L’assuré a adressé à la Caisse une demande de
remboursement d'une facture de 1'497 fr. datée du 27 janvier 2010, de
l'hôpital W., faisant suite à une facture du même montant et de la
même date émanant de l'entreprise T.________ relative à la confection
d'une prothèse d'avancement mandibulaire (ci-après : PAM).

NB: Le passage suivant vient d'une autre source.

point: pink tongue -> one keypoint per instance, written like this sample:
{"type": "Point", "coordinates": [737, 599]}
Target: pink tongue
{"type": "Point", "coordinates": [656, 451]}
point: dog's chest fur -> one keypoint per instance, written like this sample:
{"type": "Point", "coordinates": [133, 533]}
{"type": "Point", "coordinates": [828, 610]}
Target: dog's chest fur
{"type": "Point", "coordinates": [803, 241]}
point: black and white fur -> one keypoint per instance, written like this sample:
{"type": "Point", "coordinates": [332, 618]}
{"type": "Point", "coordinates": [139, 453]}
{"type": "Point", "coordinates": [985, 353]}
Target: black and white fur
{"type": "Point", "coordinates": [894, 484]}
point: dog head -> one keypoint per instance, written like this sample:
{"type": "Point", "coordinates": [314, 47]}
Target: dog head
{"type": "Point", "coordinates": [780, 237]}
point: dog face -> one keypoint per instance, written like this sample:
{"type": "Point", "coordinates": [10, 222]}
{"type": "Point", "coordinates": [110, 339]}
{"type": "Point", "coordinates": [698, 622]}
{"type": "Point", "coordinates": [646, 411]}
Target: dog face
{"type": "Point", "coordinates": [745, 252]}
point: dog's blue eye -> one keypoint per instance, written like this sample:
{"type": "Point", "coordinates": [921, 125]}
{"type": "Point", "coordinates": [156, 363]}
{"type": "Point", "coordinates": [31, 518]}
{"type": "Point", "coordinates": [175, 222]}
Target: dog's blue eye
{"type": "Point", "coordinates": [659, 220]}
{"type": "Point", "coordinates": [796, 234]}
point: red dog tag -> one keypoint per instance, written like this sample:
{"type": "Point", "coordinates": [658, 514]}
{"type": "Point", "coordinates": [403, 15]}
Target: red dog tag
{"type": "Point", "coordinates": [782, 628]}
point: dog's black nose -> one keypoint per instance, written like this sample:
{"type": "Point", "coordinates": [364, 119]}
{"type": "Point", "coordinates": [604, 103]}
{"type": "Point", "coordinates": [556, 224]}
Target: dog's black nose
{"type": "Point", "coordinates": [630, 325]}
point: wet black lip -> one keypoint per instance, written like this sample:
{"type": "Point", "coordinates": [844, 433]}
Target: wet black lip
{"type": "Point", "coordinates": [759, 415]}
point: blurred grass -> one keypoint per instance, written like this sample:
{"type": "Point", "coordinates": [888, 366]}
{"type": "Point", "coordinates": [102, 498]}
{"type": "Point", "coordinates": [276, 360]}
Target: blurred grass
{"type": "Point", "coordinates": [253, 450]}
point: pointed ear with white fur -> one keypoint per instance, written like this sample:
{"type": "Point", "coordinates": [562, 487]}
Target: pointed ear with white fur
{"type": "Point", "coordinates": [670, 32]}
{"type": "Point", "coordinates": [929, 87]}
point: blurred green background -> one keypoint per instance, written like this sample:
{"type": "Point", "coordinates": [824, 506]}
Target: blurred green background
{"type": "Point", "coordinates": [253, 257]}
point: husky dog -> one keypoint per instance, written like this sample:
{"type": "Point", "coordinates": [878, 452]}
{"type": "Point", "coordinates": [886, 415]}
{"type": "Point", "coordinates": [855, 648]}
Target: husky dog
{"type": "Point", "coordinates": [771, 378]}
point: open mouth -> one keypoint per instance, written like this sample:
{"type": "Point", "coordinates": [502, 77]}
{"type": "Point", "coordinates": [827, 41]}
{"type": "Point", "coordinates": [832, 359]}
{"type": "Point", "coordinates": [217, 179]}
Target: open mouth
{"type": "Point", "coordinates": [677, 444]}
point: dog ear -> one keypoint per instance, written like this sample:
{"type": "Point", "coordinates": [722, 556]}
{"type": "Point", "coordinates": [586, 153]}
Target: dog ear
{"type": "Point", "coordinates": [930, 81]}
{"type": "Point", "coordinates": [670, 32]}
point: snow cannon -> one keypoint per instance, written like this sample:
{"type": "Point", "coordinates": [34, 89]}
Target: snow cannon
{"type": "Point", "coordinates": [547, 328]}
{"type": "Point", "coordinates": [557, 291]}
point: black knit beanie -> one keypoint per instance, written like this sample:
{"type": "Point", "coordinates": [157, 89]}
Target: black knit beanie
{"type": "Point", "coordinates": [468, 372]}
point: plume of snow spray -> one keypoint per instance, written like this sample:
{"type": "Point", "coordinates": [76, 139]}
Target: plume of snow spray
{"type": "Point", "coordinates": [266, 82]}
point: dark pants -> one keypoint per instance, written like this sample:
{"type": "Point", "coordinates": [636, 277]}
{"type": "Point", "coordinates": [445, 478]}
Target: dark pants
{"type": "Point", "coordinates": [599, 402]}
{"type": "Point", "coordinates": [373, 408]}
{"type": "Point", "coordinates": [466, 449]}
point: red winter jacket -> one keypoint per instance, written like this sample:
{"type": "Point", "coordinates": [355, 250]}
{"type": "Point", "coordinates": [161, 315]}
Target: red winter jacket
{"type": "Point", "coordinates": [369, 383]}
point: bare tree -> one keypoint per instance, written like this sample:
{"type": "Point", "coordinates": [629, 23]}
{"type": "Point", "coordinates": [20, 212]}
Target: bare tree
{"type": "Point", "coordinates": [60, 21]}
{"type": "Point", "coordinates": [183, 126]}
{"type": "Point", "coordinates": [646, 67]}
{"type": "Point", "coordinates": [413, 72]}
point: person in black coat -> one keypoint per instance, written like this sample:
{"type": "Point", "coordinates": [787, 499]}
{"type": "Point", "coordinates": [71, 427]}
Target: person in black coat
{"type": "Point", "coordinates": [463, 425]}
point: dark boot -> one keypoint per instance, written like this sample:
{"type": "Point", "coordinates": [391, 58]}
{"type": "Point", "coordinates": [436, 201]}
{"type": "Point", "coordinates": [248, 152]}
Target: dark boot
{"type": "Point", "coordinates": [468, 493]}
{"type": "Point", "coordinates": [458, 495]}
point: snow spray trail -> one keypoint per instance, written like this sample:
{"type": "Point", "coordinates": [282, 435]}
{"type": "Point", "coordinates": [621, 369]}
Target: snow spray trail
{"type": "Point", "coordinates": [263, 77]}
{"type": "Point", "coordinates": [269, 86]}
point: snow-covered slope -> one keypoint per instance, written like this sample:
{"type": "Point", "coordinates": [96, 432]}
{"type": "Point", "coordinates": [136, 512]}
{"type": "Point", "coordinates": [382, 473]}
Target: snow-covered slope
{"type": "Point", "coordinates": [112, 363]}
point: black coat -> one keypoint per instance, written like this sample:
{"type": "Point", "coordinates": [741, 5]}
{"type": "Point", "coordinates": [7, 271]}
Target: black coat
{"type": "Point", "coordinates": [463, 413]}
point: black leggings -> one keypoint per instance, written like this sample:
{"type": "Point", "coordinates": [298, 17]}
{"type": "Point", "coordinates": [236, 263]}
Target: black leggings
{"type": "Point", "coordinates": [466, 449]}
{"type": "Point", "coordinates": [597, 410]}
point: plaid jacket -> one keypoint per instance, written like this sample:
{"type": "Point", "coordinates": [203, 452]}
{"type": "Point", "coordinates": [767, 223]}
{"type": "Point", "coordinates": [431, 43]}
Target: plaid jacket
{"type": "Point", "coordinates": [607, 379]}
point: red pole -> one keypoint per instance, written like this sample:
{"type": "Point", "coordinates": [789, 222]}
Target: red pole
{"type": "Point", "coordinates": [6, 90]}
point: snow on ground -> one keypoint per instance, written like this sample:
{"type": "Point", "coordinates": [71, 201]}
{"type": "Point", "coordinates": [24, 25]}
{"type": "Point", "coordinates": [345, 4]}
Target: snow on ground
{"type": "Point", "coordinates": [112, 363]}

La Caisse a répondu à cette demande par courrier du 22 juin
- Elle y mentionnait qu'il ne lui était pas possible de participer aux
soins dentaires précités dans le cadre de l’assurance obligatoire des soins.
Par lettre du 12 février 2011, l'assuré a écrit à la Caisse pour
lui signifier qu’il n’acceptait pas ses explications et lui a demandé, si elle
entendait persister dans son refus de rendre une décision formelle avec
indication des voies de droit. L'intéressé a joint à ce courrier un rapport de
polygraphie de contrôle du 26 novembre 2010 du Centre du sommeil de
l'hôpital W., ainsi qu'un certificat médical du 17 janvier 2011 du
Dr C., médecin-associé au service de pneumologie de l'hôpital
W., qui a notamment exposé ce qui suit à propos du traitement du
syndrome d'apnées du sommeil par une prothèse d'avancement
mandibulaire :
"Suite à la découverte d'une ischémie de votre nerf optique
par le Dr B., celui-ci vous a adressé au Centre du
sommeil à la recherche d'une cause d'hypoxémie nocturne.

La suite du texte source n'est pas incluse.